The cross-traits PRS was also able to provide smaller but statistically significant improvements for phenotypes with large sample size and reasonably good GWAS signals. For example, the AUC of T2D PRS was improved from 0.698 (95% CI: 0.695-0.702) to 0.715 (95% CI: 0.712-0.718).

Prevalence Stratified by PRS Percentiles

In some embodiments, prediction performance on high risk samples is particularly important and useful. This approach can also improve the prevalence of the phenotypes in the high polygenic risk group stratified by PRS percentiles as shown in FIG. 18. In FIG. 18, all the samples were assigned into 50 bins based on the PRS percentiles, and each bin contains 2% samples. For example, the rightmost point in each figure represents the top 2% high polygenic risk group stratified by PRS. In the T2D example, the T2D prevalence in the top 2% high polygenic risk group stratified by cross-traits (CT) PRS is significantly higher than the T2D prevalence in the 2% high polygenic risk group stratified by the individual PRS (SCT).
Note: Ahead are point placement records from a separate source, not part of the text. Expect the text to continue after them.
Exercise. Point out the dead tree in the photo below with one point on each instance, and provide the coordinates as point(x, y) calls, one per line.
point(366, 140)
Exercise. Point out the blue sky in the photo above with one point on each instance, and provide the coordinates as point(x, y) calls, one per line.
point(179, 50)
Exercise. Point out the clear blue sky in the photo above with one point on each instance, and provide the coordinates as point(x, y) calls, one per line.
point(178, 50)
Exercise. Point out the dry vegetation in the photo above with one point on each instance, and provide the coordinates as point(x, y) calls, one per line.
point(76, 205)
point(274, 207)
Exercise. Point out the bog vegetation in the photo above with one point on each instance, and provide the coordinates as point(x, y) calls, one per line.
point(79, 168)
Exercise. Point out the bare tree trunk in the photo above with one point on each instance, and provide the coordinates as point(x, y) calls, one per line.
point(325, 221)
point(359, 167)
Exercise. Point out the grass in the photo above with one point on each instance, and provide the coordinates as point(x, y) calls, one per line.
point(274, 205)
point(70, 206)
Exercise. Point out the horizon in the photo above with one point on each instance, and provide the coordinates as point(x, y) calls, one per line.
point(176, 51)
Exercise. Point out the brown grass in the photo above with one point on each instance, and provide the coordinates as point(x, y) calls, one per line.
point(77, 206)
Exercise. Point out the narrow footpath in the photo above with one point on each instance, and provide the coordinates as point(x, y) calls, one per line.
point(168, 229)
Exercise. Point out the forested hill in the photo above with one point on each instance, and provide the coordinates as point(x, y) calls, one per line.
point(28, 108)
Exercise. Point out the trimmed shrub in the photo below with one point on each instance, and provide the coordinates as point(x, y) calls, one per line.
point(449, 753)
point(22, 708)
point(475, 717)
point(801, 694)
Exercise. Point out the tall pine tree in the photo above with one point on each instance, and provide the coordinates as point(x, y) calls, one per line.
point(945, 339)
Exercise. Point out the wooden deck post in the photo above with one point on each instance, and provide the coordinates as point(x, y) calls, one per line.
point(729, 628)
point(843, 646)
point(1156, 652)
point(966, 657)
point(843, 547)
The improvement of phenotype prevalence in the top 2% high polygenic risk group is also significant in the colorectal cancer example.

Computational Embodiments

FIG. 19 is a functional diagram illustrating a programmed computer system for making phenotype predictions in accordance with some embodiments. As will be apparent, other computer system architectures and configurations can be used to perform phenotype predictions. Computer system 1900, which includes various subsystems as described below, includes at least one microprocessor subsystem (also referred to as a processor or a central processing unit (CPU)) 1902. For example, processor 1902 can be implemented by a single-chip processor or by multiple processors. In some embodiments, processor 1902 is a general purpose digital processor that controls the operation of the computer system 1900. Using instructions retrieved from memory 1910, the processor 1902 controls the reception and manipulation of input data, and the output and display of data on output devices (e.g., display 1918). In some embodiments, processor 1902 includes and/or is used to implement the flowchart of FIG. 1.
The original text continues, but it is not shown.